The Retreat at Twin Lakes is a gated community in the US city of Sanford, Florida. The community initially consisted of 1,400-square-foot (130 m^{2}) townhouses which sold on average for $250,000, but had values below $100,000 by February 2012 due in large part to the 2008 financial crisis. Twin Lakes received national attention as the site of the killing of Trayvon Martin by George Zimmerman.

==History==
In 2004, Engle Homes began construction on the 263 two-story townhouse development which is located 18 miles (30 km) northeast of downtown Orlando. The community, near Interstate 4 in a suburban section of Sanford, was marketed as "an oasis where nobody could park a car on the street or paint the house an odd color." The remaining lots were acquired by Lennar following the 2008 bankruptcy filing of Engle, and the neighborhood was finally built out in 2011.

George Zimmerman moved to the community in 2009. At that time, the Great Recession caused a "demographic transformation" of the gated community, where 1,400-square-foot (130 m^{2}) townhouses had once sold on average for $250,000. However, by February 2012, that value "...had fallen below $100,000." With the change came a "spate of burglaries" which were largely due to the "...large-scale foreclosures in the wake of the housing crash led investors to rent, rather than sell, the spaces, which brought a new, transient type of resident." These events were the background which led to the fatal shooting and the controversy of the stand-your-ground laws which were in effect in the entire state of Florida.

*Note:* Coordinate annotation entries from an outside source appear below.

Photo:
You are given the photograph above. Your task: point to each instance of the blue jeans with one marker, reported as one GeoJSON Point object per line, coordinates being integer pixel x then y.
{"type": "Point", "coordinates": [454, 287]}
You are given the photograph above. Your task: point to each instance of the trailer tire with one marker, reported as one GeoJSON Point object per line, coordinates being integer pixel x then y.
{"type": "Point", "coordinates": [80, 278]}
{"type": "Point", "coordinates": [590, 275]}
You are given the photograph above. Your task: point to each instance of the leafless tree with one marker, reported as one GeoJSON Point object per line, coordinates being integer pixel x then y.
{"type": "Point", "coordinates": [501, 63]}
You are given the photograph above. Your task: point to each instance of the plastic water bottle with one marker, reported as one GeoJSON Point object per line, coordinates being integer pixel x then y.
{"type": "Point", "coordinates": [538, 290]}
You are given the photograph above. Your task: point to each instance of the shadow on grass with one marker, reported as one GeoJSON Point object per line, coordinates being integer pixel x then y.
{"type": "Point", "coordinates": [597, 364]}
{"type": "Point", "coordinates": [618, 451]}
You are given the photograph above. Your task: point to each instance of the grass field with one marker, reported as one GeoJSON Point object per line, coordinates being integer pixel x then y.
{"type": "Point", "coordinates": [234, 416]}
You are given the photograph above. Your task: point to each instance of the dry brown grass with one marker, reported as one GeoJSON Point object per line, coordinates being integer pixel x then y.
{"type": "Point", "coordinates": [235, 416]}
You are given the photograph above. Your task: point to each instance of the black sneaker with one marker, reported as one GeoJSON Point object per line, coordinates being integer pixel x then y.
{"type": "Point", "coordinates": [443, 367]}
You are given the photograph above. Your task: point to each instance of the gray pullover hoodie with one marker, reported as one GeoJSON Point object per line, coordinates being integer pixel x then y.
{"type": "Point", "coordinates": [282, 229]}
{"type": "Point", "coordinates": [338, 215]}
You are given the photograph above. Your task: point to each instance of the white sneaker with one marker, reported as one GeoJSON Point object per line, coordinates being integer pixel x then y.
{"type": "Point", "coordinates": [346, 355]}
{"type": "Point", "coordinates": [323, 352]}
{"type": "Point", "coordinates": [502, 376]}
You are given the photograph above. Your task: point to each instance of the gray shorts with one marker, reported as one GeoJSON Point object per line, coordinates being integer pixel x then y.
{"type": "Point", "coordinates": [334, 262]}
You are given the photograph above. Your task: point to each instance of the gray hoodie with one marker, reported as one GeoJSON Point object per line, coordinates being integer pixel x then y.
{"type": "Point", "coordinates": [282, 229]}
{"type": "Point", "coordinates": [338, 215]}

After the shootings, the community was in the "national spotlight."

==Demographics==
According to the Columbia Journalism Review, The Retreat at Twin Lakes has a demographic that mirrored that of the city it was in, which was "relatively diverse—50 percent white, 30 percent Hispanic, and 20 percent black." In 2010, the community reported 326 crime incidents which ranged from homicide to burglaries. According to another source, the community was one where "very few black teens like [Trayvon Martin] live."